The CSIOVDB database was used to confirm the findings. Using the instructions in step 2, NOTCH2, NOTCH3, and MAML1 were sequentially inputted in the CSIOVDB database search area, and the patient survival data located under the Survival tab was retrieved. In addition to the Overall Survival data, CSIOVDB provides Disease-Free Survival. CSIOVDB further separates patients to present the survival data based on Q1 vs. Q4 (lower quartile vs. upper quartile) of gene expression levels. Consistent with previous findings, high expression of NOTCH2, NOTCH3, and MAML1 correlate with poor overall survival and disease-free survival (Figure 2A,B). Meanwhile, the Clinico-pathological Parameters tab of CSIOVDB also provides a comparison of the gene expression levels among different ovarian cancer stages, grades, and clinical responses with Mann-Whitney tests. The results show that higher expression levels of NOTCH2, NOTCH3, and MAML1 are associated with advanced ovarian cancer stages (Figure 2C).
Because NOTCH2, NOTCH3, and MAML1 are critical for overall patient survival, the gene expression levels in ovarian tumors and cancer cell lines were investigated further. The expression data of NOTCH2, NOTCH3, and MAML1 in normal and tumor ovarian tissues were downloaded from the U133A platform using the step 3 instructions for GENT. Scientists can process the downloaded data according to their own specific research purpose. Here, we utilized the data to produce the box and whisker plots using GraphPad Prism (version 8). Further permutation tests suggested that NOTCH2, NOTCH3, and MAML1 are highly expressed in tumor tissues (Figure 3A). Next, the expression data of NOTCH2, NOTCH3, and MAML1 in ovarian cancer cell lines were downloaded according to protocol step 4, using CCLE. Gene expression levels in cancer cell lines are shown by the box and whisker plots (Figure 3B). Even though expression levels of NOTCH2, NOTCH3, and MAML1 are high in cancer cell lines, conclusions cannot be drawn due to the lack of normal cell line controls in the CCLE database. However, scientists can identify the origin of cancer cell lines, and compare the expression levels based on different grades, stages, and other clinicopathological parameters.
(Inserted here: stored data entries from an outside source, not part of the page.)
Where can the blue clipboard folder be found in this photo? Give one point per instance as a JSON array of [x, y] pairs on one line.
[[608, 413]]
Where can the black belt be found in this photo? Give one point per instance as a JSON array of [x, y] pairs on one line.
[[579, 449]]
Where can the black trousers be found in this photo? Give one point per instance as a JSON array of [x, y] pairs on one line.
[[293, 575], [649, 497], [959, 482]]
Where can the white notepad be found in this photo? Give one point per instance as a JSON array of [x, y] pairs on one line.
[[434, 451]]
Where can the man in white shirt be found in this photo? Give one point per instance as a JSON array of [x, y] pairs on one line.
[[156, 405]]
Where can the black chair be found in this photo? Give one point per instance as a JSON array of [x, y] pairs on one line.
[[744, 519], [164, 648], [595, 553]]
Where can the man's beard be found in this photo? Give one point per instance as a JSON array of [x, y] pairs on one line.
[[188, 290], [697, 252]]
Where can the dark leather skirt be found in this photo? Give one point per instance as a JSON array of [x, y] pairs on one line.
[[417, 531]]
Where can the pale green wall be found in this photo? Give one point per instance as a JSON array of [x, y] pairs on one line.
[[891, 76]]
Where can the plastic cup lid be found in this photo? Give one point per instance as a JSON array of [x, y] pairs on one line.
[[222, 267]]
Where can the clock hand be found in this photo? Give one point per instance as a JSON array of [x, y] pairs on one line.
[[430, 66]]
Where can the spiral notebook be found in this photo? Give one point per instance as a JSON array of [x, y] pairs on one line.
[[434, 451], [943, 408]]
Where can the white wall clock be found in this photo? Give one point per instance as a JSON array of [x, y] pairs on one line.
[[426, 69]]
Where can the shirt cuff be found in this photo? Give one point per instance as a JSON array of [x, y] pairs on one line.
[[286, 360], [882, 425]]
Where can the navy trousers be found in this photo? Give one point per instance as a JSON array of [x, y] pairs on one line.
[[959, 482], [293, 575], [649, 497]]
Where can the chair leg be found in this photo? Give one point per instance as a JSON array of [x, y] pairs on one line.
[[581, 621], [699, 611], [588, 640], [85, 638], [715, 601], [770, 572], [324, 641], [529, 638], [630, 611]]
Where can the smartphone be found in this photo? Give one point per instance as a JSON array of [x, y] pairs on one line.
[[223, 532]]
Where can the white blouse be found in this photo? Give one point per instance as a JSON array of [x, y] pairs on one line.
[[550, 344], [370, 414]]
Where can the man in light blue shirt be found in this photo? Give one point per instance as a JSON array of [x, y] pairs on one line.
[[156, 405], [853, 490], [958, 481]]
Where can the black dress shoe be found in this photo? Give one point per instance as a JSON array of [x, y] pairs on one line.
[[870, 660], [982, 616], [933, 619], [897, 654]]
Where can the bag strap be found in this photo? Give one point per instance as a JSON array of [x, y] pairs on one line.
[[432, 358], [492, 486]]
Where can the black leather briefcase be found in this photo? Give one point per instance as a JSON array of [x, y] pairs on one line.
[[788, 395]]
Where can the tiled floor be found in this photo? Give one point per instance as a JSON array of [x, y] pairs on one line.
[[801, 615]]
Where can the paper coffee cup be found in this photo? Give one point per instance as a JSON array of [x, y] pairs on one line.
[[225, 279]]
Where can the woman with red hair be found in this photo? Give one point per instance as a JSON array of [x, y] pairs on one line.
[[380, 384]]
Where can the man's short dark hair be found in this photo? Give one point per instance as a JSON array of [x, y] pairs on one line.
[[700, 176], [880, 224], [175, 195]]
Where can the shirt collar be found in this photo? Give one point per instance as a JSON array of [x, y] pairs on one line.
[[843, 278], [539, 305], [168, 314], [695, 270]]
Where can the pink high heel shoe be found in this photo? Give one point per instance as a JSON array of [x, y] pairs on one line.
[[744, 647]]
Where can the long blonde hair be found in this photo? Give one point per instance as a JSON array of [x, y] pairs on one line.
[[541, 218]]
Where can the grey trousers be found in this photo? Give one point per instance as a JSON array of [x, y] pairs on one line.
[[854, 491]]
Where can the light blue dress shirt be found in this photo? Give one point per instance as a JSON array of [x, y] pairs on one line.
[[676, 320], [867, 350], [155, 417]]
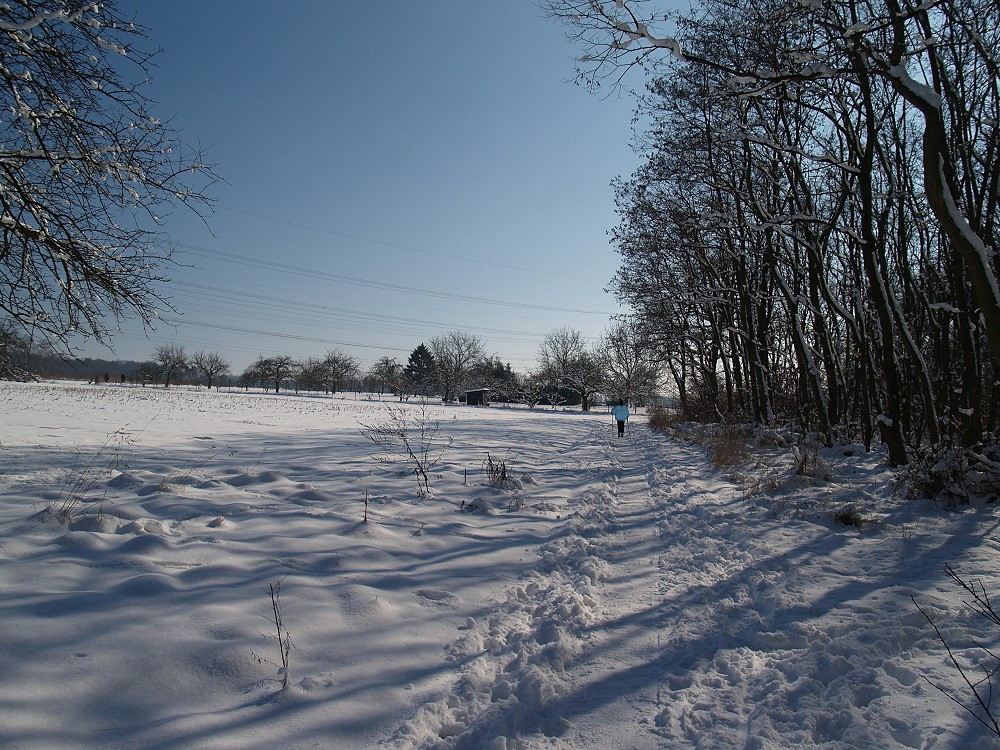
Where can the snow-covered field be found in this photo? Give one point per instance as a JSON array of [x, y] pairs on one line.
[[614, 593]]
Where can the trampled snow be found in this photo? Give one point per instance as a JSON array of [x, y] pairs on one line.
[[611, 593]]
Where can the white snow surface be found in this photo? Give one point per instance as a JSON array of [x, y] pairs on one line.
[[620, 594]]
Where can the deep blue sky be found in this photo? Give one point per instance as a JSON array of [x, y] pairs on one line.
[[436, 146]]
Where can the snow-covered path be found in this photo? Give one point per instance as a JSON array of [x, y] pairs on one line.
[[619, 593], [702, 619]]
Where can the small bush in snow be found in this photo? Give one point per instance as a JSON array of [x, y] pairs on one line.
[[808, 461], [661, 419], [101, 467], [281, 636], [980, 676], [409, 435], [728, 445], [936, 472]]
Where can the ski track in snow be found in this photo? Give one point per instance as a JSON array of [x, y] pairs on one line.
[[620, 594], [671, 612]]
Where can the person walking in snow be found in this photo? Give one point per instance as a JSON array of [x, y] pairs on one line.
[[620, 412]]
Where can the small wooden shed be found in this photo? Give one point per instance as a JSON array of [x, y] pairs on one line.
[[478, 397]]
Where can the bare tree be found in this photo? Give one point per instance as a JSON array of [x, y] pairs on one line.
[[210, 365], [275, 370], [172, 360], [338, 367], [455, 353], [87, 173], [565, 359], [626, 356]]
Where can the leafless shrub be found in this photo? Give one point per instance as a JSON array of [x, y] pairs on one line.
[[851, 515], [496, 472], [661, 419], [281, 635], [729, 446], [99, 468], [412, 436], [808, 462], [979, 687]]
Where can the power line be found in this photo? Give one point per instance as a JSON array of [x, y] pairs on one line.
[[409, 248], [353, 280], [356, 315]]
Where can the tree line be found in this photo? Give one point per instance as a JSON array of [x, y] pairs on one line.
[[813, 232], [568, 370]]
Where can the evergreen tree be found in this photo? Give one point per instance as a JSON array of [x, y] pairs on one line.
[[420, 369]]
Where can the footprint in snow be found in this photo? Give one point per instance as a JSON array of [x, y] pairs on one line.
[[437, 596]]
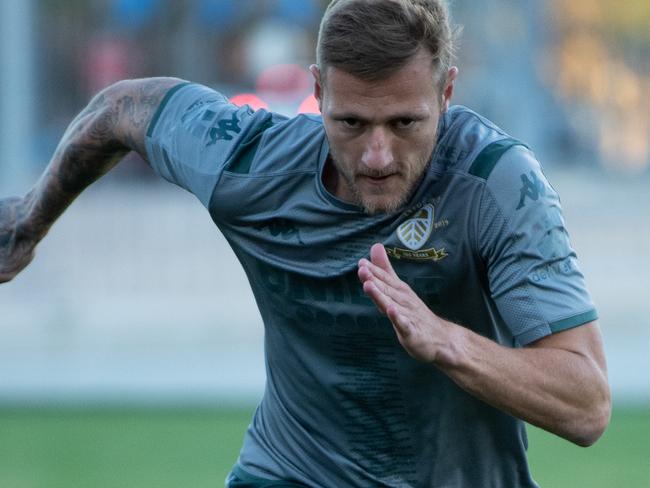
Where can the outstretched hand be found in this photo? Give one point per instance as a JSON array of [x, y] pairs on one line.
[[16, 247], [418, 329]]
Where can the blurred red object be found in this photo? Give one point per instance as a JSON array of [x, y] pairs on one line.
[[250, 99], [287, 81]]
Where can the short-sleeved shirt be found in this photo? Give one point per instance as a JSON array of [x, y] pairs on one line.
[[481, 240]]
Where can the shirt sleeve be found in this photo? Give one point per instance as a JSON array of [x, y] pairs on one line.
[[532, 269], [196, 134]]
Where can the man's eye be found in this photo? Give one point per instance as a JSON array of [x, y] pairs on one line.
[[404, 123], [351, 123]]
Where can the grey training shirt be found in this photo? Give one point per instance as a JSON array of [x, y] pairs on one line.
[[482, 241]]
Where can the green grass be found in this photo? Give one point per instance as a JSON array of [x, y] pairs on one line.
[[57, 448]]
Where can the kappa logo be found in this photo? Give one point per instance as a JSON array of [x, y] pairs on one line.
[[414, 233]]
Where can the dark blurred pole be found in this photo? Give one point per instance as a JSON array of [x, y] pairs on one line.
[[17, 136]]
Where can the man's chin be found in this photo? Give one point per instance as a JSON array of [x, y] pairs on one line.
[[374, 205]]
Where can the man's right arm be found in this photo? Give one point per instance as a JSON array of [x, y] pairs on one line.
[[114, 123]]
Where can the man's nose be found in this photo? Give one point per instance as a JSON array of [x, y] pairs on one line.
[[378, 152]]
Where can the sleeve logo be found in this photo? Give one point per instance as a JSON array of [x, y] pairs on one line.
[[531, 188]]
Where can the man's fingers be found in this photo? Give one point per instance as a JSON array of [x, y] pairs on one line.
[[382, 302], [400, 322]]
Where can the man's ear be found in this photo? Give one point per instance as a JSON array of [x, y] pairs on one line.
[[448, 89], [318, 87]]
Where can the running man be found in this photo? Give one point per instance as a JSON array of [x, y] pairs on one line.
[[422, 300]]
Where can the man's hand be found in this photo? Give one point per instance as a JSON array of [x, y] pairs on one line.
[[558, 383], [419, 330], [16, 245]]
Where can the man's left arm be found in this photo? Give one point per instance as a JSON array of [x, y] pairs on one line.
[[558, 383]]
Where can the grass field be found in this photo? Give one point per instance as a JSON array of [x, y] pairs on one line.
[[50, 448]]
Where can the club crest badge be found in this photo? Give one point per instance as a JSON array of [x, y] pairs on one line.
[[415, 231]]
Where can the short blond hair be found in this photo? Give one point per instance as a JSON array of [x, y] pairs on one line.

Once the significance of NOTCH2, NOTCH3, and MAML1 in ovarian cancer were confirmed, the cBioPortal was utilized to study their associated signal network. Using protocol step 5, Ovary/Fallopian Tube was selected for Select Studies, then the Ovarian Serous Cystadenocarcinoma (TCGA, Nature 2011) dataset was chosen for analysis. For the section labeled Select Genomic Profiles, the mRNA Expression was selected, and finally its profile mRNA expression Z-scores (all genes). For the section Select Patient/Case Set, the Samples with mRNA data (Agilent microarray) (489) option was chosen from the dropdown menu. At the end, genes NOTCH2, NOTCH3, and MAML1 were selected to submit the query. Based on the three core genes, a signaling network was created to provide the 50 most frequently altered neighboring genes, which are also in the same pathway with the highest mutation rates (Figure 4).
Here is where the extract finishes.